A tese do marco temporal se ampara na ideia de que as comunidades tradicionais só têm direito a terras que já estivessem ocupadas ou sob disputa desde antes da promulgação da Constituição Federal de 1988. Isabel Tukano lembra a importância do julgamento, ao destacar que o caso tem repercussão geral, ou seja, a decisão que vier a ser tomada pelos ministros valerá como entendimento de referência para a situação jurídica de todos os demais povos, inclusive os que já têm seus territórios formalmente demarcados.
“Como é um tema que abala todos os povos, principalmente os que estão em áreas de retomada, territórios que ainda não foram homologados ou demarcados, a nossa vinda à Brasília é muito importante porque a gente precisa mostrar ao nível nacional e internacional que os povos indígenas existiam antes mesmo de Cabral chegar ao Brasil. Nós existimos, somos milhares, com territórios e línguas diferentes. Então, eu vim pra Brasília defender o território, porque o indígena sem território não é nada.”
Expectativa
Nesta terça-feira (29) de véspera da retomada do julgamento, são comuns entre os indígenas os relatos de ansiedade diante do placar que venha a ser firmado pela Corte a respeito do caso. A espera se torna ainda mais tensa quando o assunto é o voto do ministro Cristiano Zanin, que foi indicado pelo presidente Lula (PT) e assumiu o posto recentemente. Em poucas semanas de atuação no STF, o magistrado rejeitou a descriminalização da maconha, a equiparação da transfobia e da homofobia ao racismo, assim como votou contra ação que tratava de violência policial sofrida por indígenas.
Este último posicionamento, por exemplo, fez o ex-advogado de Lula se alinhar a Kassio Nunes e André Mendonça, indicados pelo ex-presidente Jair Bolsonaro (PL) e tidos como os integrantes mais conservadores da atual composição da Corte. Essas primeiras manifestações de Zanin no STF deixaram em alerta lideranças indígenas, que temem um possível voto favorável ao marco temporal.
“Estamos bastante receosos do que pode vir porque não sabemos como ele vai reagir. Com as últimas movimentações dele, isso deixa um certo receio, medo e ansiedade na gente”, afirma Dinamam Tuxá. Na mesma sintonia, Isabel Tukano diz que há grande expectativa em torno do voto do ministro.
“A gente espera que ele se sensibilize porque nós também somos conservadores dentro da nossa questão do saber indígena. Que ele entenda que ser indígena é uma forma de conservar, e conservar para todo mundo e para a própria família dele um ar que seja respirável, uma água limpa.”

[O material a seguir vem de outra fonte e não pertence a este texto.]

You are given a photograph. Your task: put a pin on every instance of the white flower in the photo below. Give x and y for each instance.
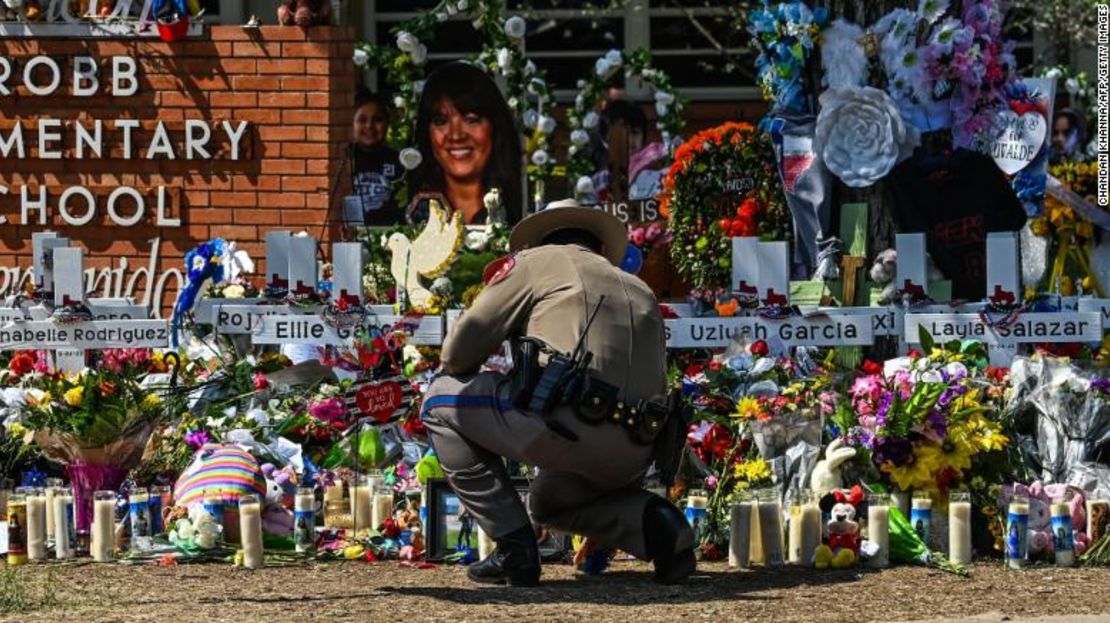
(204, 541)
(492, 199)
(604, 68)
(504, 59)
(860, 134)
(515, 27)
(930, 10)
(763, 365)
(476, 240)
(410, 158)
(406, 41)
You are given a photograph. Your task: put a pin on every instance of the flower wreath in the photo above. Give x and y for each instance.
(502, 54)
(724, 183)
(591, 92)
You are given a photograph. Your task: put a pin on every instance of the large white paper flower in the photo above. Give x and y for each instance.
(860, 136)
(515, 27)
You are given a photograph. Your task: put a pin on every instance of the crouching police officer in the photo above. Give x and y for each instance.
(584, 403)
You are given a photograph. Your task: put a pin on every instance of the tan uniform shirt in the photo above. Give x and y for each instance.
(548, 294)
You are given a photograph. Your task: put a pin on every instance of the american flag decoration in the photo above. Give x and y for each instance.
(384, 400)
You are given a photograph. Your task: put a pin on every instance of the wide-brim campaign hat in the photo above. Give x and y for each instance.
(568, 214)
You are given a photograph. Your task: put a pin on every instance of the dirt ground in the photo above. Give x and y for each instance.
(389, 592)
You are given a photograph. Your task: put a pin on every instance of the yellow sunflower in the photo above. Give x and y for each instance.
(747, 409)
(917, 473)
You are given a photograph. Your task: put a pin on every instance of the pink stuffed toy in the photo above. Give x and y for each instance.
(1040, 500)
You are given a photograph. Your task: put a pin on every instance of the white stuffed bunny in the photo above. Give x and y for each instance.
(826, 474)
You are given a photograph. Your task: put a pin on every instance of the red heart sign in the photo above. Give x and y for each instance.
(379, 400)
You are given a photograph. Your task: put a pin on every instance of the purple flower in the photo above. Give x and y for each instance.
(331, 410)
(897, 451)
(197, 439)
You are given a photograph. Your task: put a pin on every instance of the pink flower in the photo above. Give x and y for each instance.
(331, 410)
(636, 235)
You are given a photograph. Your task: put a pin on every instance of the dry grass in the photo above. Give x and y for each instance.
(389, 592)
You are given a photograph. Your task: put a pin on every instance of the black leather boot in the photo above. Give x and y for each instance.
(669, 542)
(515, 561)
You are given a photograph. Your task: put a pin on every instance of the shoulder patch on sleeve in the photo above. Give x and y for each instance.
(497, 270)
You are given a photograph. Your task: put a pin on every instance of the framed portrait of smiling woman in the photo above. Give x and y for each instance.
(471, 146)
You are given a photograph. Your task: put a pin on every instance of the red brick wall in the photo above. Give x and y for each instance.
(293, 86)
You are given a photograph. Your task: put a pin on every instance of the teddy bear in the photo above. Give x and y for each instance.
(304, 12)
(843, 545)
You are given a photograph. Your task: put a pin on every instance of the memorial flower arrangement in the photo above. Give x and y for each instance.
(786, 34)
(924, 420)
(583, 118)
(1070, 233)
(724, 182)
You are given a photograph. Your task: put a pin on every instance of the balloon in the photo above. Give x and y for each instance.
(633, 261)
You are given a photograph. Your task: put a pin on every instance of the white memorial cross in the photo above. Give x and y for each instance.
(79, 334)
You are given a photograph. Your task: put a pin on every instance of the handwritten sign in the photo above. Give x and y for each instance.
(86, 335)
(379, 400)
(1029, 328)
(1100, 307)
(825, 330)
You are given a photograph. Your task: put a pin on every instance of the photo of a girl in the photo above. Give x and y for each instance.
(471, 144)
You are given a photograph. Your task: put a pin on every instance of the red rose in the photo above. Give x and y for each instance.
(21, 363)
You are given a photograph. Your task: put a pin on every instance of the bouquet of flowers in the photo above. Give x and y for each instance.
(924, 419)
(98, 421)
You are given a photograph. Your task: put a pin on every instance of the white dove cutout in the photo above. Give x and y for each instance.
(429, 255)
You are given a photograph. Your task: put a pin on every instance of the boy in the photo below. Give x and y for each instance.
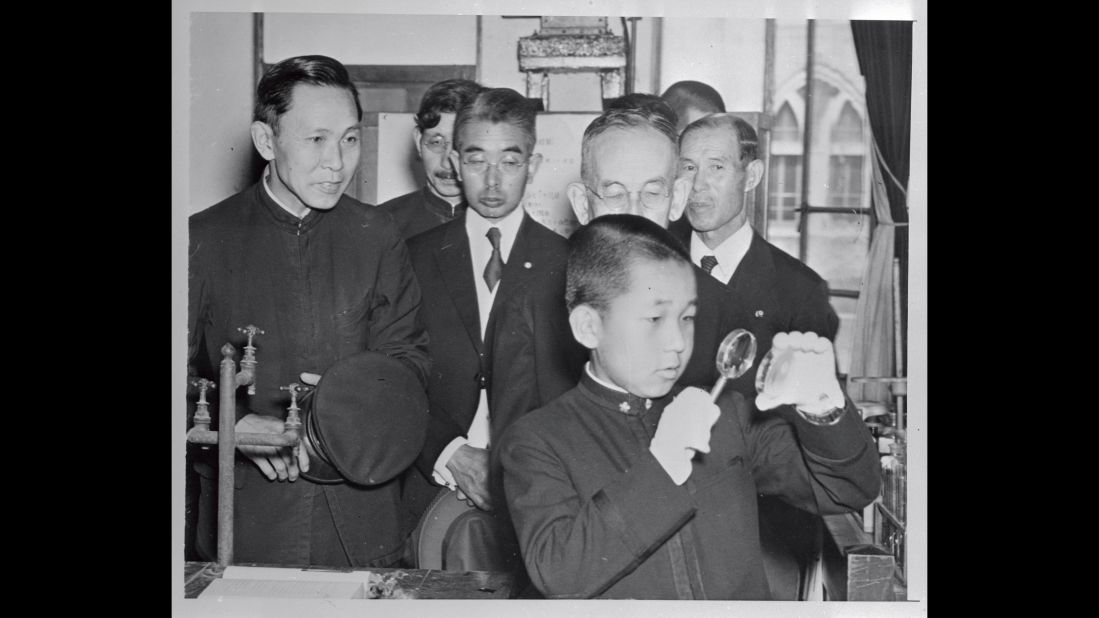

Até o momento, o placar na Corte está em um voto favorável ao marco temporal por parte de Kassio Nunes e dois votos contrários à tese, sendo estes últimos vindos dos ministros Alexandre de Moraes e Edson Fachin, o relator do caso. O julgamento deve ser retomado na tarde de quarta (30), com a leitura do voto de André Mendonça.